The potential of a Tokyo lock down increases as the numbers of C-19 cases escalate. On my arrival 4 weeks ago Japan was an outlier compared to the rest of the world. Or that was the party line while the 2020 Olympic Games were still at stake.
Now that those are off the table, over the past 5 days numbers of cases have risen drastically daily. If that plays out as expected mathematically and has been observed elsewhere in the world, in two weeks’ time those numbers could be thirty times the daily totals seen now.
Sogetsu School will most likely not open April 15 as hoped. If by some miracle it did, it would only close again during Golden Week, the first week of May which is an annual national holiday. Even if the pandemic should de-escalate (a most unlikely outcome), classes will not open before mid-May, if then.
My private teacher should not risk her health traveling between her home and her studio and frankly, neither should I. It’s also pointless to sit in my room in Tokyo with nothing to do as well as face possible isolation or quarantine with similar prospects both here and the moment I land in Vancouver. Therefore, this morning with a sorrowful heart I booked a return flight to Victoria on Friday, 3 April.
There was so much I anticipated which did not come to pass.
The museums, galleries, concert venues I could not access as they closed.
The restaurants I couldn’t indulge.
Face to face time with friends because people are isolating.
A weekend visit to dear friends in Toyohashi I haven’t seen for five years won’t be possible.
The ikebana classes I couldn’t complete.
The friends and teachers at Sogetsu HQ whom I didn’t get to see again.
Very fortunately, the private teacher who took me on gave me an intense boost and pushed me forward in our brief time together.

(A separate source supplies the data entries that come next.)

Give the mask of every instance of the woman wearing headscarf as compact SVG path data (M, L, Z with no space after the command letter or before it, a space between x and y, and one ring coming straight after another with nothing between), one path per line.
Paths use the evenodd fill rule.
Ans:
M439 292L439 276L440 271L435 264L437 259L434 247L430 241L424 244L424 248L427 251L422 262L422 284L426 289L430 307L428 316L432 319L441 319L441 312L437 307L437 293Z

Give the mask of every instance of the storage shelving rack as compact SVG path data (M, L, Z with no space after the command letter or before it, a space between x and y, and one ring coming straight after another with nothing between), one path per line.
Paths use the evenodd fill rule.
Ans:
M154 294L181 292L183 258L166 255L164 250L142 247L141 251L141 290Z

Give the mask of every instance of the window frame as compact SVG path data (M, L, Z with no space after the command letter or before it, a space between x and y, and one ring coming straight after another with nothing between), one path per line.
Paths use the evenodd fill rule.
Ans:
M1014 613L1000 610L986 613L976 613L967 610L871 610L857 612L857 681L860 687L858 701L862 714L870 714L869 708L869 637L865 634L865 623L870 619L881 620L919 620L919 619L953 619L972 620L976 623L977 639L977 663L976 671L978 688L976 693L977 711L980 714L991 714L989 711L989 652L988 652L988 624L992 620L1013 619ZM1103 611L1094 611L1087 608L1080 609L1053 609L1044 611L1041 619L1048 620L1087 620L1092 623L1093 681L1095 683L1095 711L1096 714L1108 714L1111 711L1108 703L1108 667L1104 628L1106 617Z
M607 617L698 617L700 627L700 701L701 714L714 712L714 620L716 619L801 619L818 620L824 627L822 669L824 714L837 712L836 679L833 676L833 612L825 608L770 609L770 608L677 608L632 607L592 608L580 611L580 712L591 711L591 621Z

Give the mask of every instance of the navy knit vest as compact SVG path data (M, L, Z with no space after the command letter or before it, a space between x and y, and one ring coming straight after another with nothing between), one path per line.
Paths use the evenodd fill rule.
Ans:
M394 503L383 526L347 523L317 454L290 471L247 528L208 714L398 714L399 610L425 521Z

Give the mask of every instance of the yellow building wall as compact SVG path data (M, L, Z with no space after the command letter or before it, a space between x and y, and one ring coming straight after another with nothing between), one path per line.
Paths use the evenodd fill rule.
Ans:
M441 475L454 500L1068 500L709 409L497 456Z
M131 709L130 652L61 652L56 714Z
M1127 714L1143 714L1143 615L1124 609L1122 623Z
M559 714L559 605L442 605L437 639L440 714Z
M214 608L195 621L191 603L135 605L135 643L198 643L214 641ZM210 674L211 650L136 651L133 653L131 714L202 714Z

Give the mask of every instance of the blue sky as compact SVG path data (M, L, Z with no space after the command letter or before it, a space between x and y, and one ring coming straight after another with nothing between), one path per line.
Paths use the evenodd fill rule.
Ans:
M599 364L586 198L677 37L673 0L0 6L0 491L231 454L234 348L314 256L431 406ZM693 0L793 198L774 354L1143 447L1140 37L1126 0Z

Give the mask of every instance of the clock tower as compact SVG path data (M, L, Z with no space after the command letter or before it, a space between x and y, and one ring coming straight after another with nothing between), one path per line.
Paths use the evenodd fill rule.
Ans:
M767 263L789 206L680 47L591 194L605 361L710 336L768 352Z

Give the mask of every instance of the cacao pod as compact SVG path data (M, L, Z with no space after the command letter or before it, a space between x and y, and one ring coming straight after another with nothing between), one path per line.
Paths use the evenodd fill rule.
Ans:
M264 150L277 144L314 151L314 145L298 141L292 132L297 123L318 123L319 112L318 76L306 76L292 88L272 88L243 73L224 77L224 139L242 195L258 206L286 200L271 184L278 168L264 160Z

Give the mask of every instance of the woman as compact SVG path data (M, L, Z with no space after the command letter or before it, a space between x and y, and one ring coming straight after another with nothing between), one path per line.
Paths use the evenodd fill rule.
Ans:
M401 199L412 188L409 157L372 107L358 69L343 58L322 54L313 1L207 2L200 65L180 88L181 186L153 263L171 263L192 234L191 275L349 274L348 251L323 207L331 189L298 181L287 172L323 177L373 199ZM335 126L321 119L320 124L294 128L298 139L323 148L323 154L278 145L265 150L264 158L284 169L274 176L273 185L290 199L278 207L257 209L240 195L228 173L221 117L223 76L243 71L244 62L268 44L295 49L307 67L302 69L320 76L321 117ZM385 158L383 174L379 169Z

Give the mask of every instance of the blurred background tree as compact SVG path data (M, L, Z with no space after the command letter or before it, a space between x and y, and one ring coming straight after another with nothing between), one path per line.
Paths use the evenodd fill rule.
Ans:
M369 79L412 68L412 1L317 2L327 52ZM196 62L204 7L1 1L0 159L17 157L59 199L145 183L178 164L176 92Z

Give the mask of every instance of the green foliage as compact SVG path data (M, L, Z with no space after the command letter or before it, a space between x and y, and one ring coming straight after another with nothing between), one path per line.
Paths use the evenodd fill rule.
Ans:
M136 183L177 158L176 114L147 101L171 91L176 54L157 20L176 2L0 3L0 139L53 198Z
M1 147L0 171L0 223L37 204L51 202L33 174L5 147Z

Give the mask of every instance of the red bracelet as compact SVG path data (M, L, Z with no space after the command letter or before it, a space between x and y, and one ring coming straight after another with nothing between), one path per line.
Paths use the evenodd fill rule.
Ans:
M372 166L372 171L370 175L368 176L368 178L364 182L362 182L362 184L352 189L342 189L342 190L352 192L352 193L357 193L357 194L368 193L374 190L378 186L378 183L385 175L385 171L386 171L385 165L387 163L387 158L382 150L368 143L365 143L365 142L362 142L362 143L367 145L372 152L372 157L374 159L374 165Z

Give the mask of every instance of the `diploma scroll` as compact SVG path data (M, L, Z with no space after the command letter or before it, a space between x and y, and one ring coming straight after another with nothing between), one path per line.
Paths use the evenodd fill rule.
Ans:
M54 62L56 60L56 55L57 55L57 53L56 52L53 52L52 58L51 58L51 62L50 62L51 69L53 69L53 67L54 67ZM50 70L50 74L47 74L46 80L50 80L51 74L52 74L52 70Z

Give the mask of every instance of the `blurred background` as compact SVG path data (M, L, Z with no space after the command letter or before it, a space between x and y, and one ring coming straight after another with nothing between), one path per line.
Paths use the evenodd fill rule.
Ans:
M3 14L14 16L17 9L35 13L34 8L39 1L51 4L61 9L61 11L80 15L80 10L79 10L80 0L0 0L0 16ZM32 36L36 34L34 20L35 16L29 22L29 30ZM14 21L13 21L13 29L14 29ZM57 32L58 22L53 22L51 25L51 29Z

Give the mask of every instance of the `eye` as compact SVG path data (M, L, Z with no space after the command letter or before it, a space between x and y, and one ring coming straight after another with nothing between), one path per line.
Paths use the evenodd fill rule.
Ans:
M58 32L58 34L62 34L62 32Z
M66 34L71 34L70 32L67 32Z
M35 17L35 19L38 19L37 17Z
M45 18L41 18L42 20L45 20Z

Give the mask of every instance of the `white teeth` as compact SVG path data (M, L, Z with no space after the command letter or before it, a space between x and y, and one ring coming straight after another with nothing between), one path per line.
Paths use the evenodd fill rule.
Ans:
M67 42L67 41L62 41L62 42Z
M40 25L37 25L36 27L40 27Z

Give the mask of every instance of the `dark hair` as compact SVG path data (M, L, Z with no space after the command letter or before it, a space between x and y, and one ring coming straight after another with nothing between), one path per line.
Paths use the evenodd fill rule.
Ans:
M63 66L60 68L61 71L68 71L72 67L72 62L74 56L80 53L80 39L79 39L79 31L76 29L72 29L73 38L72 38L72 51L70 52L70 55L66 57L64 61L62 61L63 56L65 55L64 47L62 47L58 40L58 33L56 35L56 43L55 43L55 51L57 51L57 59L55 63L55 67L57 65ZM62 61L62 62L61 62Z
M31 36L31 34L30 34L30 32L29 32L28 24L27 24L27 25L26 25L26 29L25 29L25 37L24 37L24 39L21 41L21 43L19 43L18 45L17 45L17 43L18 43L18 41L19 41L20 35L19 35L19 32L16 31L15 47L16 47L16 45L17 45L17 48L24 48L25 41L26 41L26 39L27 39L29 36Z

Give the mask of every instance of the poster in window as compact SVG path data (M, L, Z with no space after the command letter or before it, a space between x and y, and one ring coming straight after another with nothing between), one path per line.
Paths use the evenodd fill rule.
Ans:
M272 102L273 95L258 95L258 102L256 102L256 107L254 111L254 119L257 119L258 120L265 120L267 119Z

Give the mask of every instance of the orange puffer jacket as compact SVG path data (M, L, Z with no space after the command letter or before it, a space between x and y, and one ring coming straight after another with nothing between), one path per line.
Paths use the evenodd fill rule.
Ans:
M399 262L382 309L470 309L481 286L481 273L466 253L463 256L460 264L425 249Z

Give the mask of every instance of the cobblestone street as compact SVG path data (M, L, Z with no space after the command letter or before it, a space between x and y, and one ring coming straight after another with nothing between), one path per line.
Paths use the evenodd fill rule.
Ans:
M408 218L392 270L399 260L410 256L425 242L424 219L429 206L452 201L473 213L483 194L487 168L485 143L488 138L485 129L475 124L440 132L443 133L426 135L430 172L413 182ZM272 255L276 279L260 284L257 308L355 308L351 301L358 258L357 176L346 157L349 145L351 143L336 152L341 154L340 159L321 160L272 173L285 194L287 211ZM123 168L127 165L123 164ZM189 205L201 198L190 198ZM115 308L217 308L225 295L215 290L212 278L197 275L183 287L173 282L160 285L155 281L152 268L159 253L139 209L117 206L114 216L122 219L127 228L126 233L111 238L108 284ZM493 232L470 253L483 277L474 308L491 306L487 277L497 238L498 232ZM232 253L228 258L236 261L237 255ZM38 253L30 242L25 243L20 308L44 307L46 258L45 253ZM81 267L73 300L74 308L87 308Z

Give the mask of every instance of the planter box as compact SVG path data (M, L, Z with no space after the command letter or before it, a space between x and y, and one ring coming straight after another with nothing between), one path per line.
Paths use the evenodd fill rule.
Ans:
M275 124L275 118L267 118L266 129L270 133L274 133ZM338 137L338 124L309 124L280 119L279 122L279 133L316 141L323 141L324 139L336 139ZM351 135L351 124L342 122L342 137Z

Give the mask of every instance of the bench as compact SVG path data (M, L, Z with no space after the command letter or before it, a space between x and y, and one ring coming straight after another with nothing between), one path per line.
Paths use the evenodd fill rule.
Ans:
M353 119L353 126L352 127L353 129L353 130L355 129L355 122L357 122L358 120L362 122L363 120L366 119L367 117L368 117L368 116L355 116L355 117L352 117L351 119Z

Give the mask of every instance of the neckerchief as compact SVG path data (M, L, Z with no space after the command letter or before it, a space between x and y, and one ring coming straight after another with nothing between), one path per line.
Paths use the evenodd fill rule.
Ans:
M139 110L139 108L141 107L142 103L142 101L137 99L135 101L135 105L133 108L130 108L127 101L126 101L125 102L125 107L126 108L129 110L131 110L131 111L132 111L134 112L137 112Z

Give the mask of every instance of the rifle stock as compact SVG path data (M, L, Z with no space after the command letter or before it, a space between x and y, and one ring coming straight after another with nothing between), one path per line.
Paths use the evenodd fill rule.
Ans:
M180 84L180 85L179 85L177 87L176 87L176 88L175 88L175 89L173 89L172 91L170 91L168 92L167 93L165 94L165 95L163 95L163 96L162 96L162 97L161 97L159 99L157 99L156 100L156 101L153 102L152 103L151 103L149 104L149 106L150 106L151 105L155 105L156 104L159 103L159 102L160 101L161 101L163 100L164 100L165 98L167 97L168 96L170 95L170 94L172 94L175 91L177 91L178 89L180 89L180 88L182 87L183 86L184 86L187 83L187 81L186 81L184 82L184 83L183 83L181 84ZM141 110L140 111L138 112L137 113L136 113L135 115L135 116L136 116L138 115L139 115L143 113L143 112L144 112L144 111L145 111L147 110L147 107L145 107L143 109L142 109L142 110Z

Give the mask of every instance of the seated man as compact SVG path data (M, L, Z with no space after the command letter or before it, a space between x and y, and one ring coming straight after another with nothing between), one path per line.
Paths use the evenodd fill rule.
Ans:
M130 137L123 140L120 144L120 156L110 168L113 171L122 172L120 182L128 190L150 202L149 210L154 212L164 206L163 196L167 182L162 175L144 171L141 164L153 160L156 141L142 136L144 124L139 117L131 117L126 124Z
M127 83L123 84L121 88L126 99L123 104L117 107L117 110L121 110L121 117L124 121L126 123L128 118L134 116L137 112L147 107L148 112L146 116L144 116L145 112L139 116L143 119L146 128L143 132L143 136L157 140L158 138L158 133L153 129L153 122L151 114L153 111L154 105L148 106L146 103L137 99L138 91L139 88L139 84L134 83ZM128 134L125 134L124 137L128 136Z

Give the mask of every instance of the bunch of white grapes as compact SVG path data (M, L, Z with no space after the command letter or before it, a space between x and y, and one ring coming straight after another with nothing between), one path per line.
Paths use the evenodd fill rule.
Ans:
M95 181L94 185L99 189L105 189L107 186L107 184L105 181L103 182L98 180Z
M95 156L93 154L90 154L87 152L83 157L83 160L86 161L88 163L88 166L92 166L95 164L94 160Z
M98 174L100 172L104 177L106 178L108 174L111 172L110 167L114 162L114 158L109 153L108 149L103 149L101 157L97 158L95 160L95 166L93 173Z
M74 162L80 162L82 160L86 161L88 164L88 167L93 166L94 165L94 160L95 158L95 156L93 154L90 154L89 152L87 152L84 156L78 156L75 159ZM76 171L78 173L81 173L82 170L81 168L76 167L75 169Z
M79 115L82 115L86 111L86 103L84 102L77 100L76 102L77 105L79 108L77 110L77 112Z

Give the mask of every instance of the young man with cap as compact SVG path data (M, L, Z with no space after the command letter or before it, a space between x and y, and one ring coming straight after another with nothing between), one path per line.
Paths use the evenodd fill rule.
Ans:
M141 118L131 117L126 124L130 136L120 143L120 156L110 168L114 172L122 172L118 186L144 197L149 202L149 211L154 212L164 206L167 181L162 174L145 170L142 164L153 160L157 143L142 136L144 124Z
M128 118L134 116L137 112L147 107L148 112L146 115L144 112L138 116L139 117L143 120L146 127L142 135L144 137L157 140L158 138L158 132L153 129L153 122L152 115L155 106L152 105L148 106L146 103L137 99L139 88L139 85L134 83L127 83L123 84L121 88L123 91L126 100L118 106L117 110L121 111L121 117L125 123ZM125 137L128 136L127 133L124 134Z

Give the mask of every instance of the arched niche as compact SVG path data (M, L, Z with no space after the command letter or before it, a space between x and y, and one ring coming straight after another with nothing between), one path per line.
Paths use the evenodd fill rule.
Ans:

But more than anything, I ache with the deep disappointment of not being able to finish the main thing I came here to do—complete Level 5 of the Sogetsu coursework. As amazing as that aspect of Tokyo’s appeal is, not being able to enjoy the many artistic and cultural events which I so wished to see was secondary.
I followed my heart and invested much time and energy to make it happen. You do that for love. For most of 2019 I lived dreaming of stepping back into my Tokyo life: school and a vibrant city with endless opportunities on offer. And for a moment I have lived (mindfully and intensely) a fraction of that dream, but not at all the way I imagined or wished.
More heartbreaking, I doubt that I will be back. I dipped deep into my savings to return this time because I longed for it so much. Ikebana studied at the source is quite beyond anything that it is elsewhere.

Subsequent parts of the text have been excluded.